I have been the instructor of a nice young chap whose budget had exactly NO slack. He failed a few early lessons and was terrified becuase he now knew he could not pay for his IR test. The stress of this worsened his performance. In the end he gave up on the course having spent £31,000 and not even gaining a CPL.

He would have achieved just as much for a lot less effort had he just gone into the back garden, with £31,000 of his parents remortgaged money, and set fire to it all.

You need to be able to go all the way in the training game. 99% of the way is totally useless. Too many people end up running out of cash at various stages and having to leave training to get more cash. Then when they re-enter training the first few bills are incurred just getting them back up to speed... enter now a vicious circle of the poorest student buying the most training.

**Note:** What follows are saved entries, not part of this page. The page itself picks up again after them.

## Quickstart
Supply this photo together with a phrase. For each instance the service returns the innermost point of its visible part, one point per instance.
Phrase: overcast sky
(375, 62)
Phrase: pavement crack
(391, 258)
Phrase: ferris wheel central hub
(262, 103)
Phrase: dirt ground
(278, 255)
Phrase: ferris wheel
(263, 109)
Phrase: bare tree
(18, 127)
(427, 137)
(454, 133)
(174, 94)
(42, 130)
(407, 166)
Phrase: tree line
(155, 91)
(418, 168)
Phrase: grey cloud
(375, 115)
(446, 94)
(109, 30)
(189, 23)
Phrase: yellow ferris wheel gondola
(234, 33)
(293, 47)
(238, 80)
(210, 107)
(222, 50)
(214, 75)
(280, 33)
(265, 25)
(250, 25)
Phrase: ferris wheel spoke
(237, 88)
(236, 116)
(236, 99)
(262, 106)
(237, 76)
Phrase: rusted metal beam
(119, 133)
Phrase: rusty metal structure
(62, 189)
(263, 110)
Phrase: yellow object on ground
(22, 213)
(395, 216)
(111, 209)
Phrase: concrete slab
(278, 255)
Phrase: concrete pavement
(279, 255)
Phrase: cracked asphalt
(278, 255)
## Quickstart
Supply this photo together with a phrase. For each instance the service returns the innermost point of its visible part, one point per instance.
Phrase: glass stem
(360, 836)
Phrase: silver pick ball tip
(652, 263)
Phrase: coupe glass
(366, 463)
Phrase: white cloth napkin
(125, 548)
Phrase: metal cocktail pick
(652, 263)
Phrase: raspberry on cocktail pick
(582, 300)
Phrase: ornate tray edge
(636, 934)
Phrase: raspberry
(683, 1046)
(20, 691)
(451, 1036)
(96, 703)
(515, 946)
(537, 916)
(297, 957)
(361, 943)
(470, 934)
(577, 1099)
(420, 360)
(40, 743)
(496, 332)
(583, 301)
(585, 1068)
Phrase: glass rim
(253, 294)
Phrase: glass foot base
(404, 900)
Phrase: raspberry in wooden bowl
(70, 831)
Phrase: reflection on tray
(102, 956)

Remember also that 98% of the graduates from OATS, CABAIR, Jerez or anywhere else in the last 6 months have not acquired a flying job. Don't be in too much of a hurry to join them. The backlog is going to take quite some time to clear although it will do so in time. Remember also that despite what people say there NEVER has been a shortage of qualified pilots with no experience. Aviation is the original Can't Get A Job Without Experience, Can't Get Experience Without A Job career.

PPL's and ATPL exams are fine for now. Further expenditure I would wait on. If you are in work now put the money in the bank for a while longer. Would be my advice.

As an aside the BALPA type figures of over 1,000 jobs lost are frankly incredulous. Its probably more like 300 guys who had jobs or who had job offers that are actually out of work. The industry is showing good signs of recovery - the holiday charter market ISN'T going to collapse so really the drama is now over barring war in the Gulf or any more WTC style spectaculars. Give it a year to mop up the experienced guys and then 3 years to clear the training backlog and I am confident pilot hiring will be just as good if not better than pre-Sept 11th.

Starting full time training in about a year would therefore seem like a reasonable plan.

Good luck with it all - the job at the end is worth it and the day I decided to quite my desk job was the most productive day of my life even though it felt quite scary at the time.